Phil Dowd - at best this man is a cheat
I'm writing this having just got in from my work Christmas do, but this is not the ranting of someone who's had one too many bottles of pop. I didn't write this review last night as I wanted time to calm down before going in to print. I didn't get around to writing it this morning as I was too busy. As a result I am typing in a slightly drunken state, but fully cognisant of what I want to say to you this evening.
I have stated on here before that I believe English football is in the grip of corruption. It has been proven in cricket and in rugby, so why should football be any different? Football is the richest, most popular sport in the Country, with high stakes involved. The only difference between football and the other sports is that footballers at the top level are too well paid to be nobbled. The same does not apply to match officials. If the News of the World had wanted to expose something big then they should have gone after football and its referee's and linesmen.
What we saw yesterday was a great game of football.
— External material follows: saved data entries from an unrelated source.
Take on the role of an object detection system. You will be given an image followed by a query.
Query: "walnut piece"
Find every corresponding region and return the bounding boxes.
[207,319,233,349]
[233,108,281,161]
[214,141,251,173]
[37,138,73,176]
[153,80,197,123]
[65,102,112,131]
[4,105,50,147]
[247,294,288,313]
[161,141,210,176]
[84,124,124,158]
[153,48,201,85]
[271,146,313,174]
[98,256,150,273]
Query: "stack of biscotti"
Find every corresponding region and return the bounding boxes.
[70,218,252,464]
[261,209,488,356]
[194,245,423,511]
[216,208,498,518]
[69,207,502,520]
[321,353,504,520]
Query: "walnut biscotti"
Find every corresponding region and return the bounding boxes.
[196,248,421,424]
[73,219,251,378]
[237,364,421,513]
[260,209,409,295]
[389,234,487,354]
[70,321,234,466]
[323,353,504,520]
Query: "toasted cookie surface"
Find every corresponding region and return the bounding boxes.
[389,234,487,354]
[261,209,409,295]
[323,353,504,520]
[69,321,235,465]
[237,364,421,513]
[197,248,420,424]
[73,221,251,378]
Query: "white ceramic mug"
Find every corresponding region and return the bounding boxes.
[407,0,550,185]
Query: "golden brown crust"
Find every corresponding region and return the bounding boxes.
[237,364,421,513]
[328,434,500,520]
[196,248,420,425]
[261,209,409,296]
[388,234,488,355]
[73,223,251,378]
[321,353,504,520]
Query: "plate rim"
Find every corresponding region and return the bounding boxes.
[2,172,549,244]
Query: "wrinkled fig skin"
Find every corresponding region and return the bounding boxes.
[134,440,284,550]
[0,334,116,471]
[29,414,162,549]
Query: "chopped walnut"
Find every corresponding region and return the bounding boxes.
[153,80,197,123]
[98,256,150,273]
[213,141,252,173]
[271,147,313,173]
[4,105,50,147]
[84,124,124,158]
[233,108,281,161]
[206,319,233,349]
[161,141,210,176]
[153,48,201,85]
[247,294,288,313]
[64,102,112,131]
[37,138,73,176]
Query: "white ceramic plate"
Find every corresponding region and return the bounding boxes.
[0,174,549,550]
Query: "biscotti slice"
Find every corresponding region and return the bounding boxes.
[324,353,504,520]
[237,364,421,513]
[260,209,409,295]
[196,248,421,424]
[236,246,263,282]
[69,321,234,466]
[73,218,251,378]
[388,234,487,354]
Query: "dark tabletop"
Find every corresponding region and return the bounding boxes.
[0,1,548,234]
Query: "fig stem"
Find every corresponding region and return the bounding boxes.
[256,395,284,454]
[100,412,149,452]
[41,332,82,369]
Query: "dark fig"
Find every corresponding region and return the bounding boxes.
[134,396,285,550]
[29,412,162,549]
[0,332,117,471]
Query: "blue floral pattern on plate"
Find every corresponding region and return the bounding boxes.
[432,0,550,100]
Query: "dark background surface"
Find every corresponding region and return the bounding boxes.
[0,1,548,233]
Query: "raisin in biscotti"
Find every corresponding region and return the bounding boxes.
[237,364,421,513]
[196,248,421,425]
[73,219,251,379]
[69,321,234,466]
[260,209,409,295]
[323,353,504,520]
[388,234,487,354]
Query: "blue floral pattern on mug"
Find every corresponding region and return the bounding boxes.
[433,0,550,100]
However, if you are an Arsenal fan, then you did not enjoy it. The reason you didn't enjoy it is because we lost the game. The reason we lost the game was because of the officiating. Even if you give the benefit of the doubt for offside to Silva, in the scramble that became the winning goal, you can not excuse the decision to flag Robin Van Persie offside for what would have been a deserved equaliser, or for the offside that wasn't given against Micah Richards. Worst of all is the handball decision. Richards saw the ball come all the way across from the wing and he let it hit him on the arm. The referee, Phil Dowd, was no more than ten yards away with a clear view. He deliberately chose to not give the decision. He then had the audacity to laugh in the face of Aaron Ramsey when he questioned him. It is utterly abhorrent.
It is now a matter of time, in my opinion, before English football finally becomes embroiled in a fixing row. There is too much money involved for there to be no corruption. At the heart of it will be those who officiate. Games like yesterday do nothing to dissuade me. I don't doubt that I will get some stick from those who believe me to be a whingeing Gooner, bitter in defeat. However, when the richest Club in the World has a must-win game, and gets decisions like that in their favour throughout the match, you can surely see why I am writing in these terms. Football is corrupt, and it is costing Arsenal.
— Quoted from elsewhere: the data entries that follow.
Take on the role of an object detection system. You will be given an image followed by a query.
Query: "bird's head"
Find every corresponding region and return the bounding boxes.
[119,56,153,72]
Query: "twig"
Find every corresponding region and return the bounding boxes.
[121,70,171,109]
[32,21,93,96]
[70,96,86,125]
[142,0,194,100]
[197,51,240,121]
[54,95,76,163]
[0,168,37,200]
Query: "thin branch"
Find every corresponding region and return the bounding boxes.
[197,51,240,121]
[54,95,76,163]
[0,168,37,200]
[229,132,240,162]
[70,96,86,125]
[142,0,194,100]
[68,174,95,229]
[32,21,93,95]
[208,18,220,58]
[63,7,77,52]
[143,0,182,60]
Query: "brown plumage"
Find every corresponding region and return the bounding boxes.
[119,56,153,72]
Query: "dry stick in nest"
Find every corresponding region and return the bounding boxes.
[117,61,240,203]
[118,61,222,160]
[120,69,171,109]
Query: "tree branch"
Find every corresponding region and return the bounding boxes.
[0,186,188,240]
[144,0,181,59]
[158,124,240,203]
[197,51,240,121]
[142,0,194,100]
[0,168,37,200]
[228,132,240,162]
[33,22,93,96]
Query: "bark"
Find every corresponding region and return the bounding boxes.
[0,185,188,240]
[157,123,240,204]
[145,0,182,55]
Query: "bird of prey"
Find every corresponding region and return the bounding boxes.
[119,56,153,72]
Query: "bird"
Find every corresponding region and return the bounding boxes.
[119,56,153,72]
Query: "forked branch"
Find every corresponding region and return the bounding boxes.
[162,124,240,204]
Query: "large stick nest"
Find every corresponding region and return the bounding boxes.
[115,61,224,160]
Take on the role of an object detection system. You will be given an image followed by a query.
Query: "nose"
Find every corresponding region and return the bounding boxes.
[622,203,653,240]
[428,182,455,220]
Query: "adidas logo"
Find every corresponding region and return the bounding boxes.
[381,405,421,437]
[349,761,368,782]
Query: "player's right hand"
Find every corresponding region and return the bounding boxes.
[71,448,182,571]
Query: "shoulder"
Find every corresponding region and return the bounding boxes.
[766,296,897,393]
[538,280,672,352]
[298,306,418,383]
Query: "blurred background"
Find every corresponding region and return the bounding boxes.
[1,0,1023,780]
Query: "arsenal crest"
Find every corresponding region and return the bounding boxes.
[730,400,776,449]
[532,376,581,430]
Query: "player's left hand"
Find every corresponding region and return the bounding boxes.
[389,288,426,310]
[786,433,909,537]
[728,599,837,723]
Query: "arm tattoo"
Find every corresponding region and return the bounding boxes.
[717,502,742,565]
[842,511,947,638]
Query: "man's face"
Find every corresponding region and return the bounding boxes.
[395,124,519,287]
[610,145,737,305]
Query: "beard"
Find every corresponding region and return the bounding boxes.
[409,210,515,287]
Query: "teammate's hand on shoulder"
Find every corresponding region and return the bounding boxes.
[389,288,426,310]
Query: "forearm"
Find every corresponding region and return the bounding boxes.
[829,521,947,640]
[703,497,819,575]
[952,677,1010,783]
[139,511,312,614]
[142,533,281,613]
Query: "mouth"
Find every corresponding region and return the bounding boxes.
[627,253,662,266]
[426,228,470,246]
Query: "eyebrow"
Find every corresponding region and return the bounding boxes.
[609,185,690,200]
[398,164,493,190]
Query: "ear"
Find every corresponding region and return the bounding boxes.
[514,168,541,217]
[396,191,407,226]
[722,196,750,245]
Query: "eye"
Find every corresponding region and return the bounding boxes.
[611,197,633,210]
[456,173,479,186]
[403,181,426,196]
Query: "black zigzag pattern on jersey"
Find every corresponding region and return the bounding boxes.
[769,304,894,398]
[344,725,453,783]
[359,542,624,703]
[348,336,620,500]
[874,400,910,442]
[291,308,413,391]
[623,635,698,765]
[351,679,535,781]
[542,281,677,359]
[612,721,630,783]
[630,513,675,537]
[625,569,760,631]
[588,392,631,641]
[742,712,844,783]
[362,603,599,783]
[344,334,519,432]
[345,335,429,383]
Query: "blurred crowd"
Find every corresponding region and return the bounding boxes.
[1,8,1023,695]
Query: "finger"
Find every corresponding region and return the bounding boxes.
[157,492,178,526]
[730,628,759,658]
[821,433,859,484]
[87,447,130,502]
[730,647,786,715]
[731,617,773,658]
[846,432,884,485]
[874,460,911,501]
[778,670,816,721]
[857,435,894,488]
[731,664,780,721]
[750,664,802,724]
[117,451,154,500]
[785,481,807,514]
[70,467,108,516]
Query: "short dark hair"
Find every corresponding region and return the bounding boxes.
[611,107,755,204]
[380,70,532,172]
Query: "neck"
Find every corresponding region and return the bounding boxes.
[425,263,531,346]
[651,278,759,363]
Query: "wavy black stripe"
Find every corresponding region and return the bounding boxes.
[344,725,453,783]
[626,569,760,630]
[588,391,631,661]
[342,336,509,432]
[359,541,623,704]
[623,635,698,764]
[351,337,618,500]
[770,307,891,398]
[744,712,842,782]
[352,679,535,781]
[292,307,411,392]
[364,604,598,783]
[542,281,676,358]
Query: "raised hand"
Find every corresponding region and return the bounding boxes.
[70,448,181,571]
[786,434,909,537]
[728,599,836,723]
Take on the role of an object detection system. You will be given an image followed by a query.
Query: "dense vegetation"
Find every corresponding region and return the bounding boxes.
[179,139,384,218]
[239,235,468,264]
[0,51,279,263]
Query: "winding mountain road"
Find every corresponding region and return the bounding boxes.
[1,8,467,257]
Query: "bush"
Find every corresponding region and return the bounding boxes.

Just to illustrate something before I sign off I would like to draw attention to Mr Dowd's last three games in charge of Arsenal, away from home - Newcastle and Sunderland from last season, and yesterday - either the man is a cheat or there is something even more sinister, as it is surely not possible for one man to be so inept with the same team suffering the consequences at all times. In each of those games he and his colleagues have been more responsible for the end result than any of the players. There is something wrong, is there not?